Cem anos do Vampiro de Curitiba

Dalton Trevisan levou uma vida reservada durante toda a carreira literária e faleceu as vésperas de seu centenário, celebrado neste sábado (14)

Frame do curta-metragem sobre o arquivo de Dalton Trevisan
Frame do curta-metragem sobre o arquivo de Dalton Trevisan

Foi exatamente há 100 anos, no dia 14 de junho de 1925, que Dalton Jérson Trevisan nasceu, na cidade de Curitiba. Filho de João Evaristo Trevisan e Catarina Stocchero Trevisan, estudou no tradicional Colégio Estadual do Paraná e, mais tarde, formou-se em Direito na Universidade Federal do Paraná (UFPR), tendo atuado como advogado por alguns anos.

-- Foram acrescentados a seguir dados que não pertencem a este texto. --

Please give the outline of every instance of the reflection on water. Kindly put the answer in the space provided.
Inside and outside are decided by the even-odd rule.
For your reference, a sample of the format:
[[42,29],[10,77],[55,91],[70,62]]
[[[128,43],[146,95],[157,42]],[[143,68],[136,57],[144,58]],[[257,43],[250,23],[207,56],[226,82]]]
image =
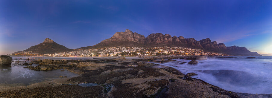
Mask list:
[[189,60],[159,64],[174,68],[186,74],[198,74],[192,77],[201,79],[226,90],[251,94],[272,93],[272,56],[210,57],[199,61],[196,65]]
[[[13,59],[12,65],[0,65],[0,85],[15,85],[13,86],[28,85],[59,78],[60,76],[66,76],[67,77],[70,77],[77,75],[66,70],[61,71],[62,69],[47,71],[36,71],[24,68],[24,67],[26,66],[25,65],[14,64],[14,62],[18,62],[19,61],[22,62],[22,63],[24,63],[25,60]],[[28,62],[29,63],[29,61]],[[32,66],[36,66],[38,65],[33,64]]]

Mesmo envolto na advocacia, Dalton enveredou por outros caminhos e chegou a trabalhar como crítico de cinema e repórter policial, também tendo fundado com os amigos Erasmo Pilotto e Poty Lazzarotto a revista literária Joaquim. O veículo não manteve uma periodicidade regular durante os três anos em circulação, porém foi uma porta de entrada considerável para Trevisan, que atuava como editor e que nela publicou seus primeiros contos.

Com a experiência da construção de histórias, Dalton publicou os livros Sonetos ao luar, em 1949, e Sete anos de pastor. No entanto, três anos depois, o escritor renega ambas as obras e considera como seu livro de estreia Novelas nada exemplares, de 1959. Este trabalho rendeu ao autor uma fama crescente por todo o território nacional, assim como o primeiro de quatro prêmios Jabutis que viria a acumular (1960, 1965, 1995, 2011). Com uma diversidade de obras de contos publicadas com o passar dos anos, Dalton Trevisan também recebeu os prêmios Ministério da Cultura de Literatura, Machado de Assis, concedido pela Academia Brasileira de Letras (ABL), Portugal Telecom de Literatura Brasileira, atual Oceanos e o Prêmio Camões.

Pródigo, publicou mais de 50 livros, incluindo os famosos Cemitério de elefantes (1964), Contos eróticos (1984), A guerra conjugal (1975), Macho não ganha flor (2006), o primeiro e único romance A polaquinha (2013) e talvez sua mais famosa obra, O vampiro de Curitiba (1984), de onde ganhou o apelido para si mesmo.

Durante toda a vida e carreira na literatura, Dalton se manteve impassível em não aparecer mais do que suas obras. Pouco falava com a imprensa que o procurava para conversar sobre seus livros, afirmando sempre que tudo o que desejava dizer já estava posto em seus contos, expostos para quem quisesse ler. Mesmo assim, em raras ocasiões concedeu entrevistas, como uma ao também escritor e jornalista Luiz Vilela, publicada originalmente no Jornal da Tarde em 1968.

Na ocasião, Dalton explicou: “Escrever é a única justificativa que encontro para estar vivo. Meus gestos cotidianos são vazios. Mesmo o amor e o sexo; o sexo dura muito pouco tempo. As outras coisas? Eu não tenho o dom de ganhar dinheiro; nem ambição de poder. Escrever é uma atividade inútil, mas, para mim, ainda é a menos inútil de todas e a que me faz continuar vivo. E qual a compensação de escrever? Uma frase boa que a gente cria, uma imagem, coisas assim, que agradam num momento e no dia seguinte já nos deixam insatisfeitos. O escritor troca a sua vida por nada”.

No dia 9 de dezembro de 2024, Dalton faleceu aos 99 anos. A notícia foi comunicada em uma nota da família, divulgada nas redes sociais e rapidamente repercutida em todo o Brasil. Pouco antes de morrer, o escritor doou seu extenso arquivo de fotografias, jornais, livros, cartas e rascunhos para o Instituto Moreira Salles (IMS) “por ter plena ciência da importância do material estar disponível para pesquisa e provocar uma série de novas discussões sobre a obra”.

Assim, em celebração ao centenário desse exímio contista curitibano, o IMS irá disponibilizar na sexta-feira (13), em seu canal do YouTube um curta-metragem de Matheus Balbino, produzido em sua homenagem. O filme traz uma pluralidade de recortes da vida de Dalton, contendo um registro inédito do autor aos 99 anos, em sua residência.

Os seus livros, que representam a vida dedicada à escrita, também entram no cenário de comemoração, uma vez que a Todavia acaba de publicar edições inéditas de O vampiro de Curitiba, Ah, é?, Chorinho brejeiro, Pão e sangue, O beijo na nuca e Desgracida. Além destes, a editora também lança a antologia de contos Educação sentimental do vampiro, organizada por Caetano W. Galindo e Felipe Hirsch.

Ao longo dos anos, a Todavia promete publicar mais 30 livros de Dalton Trevisan.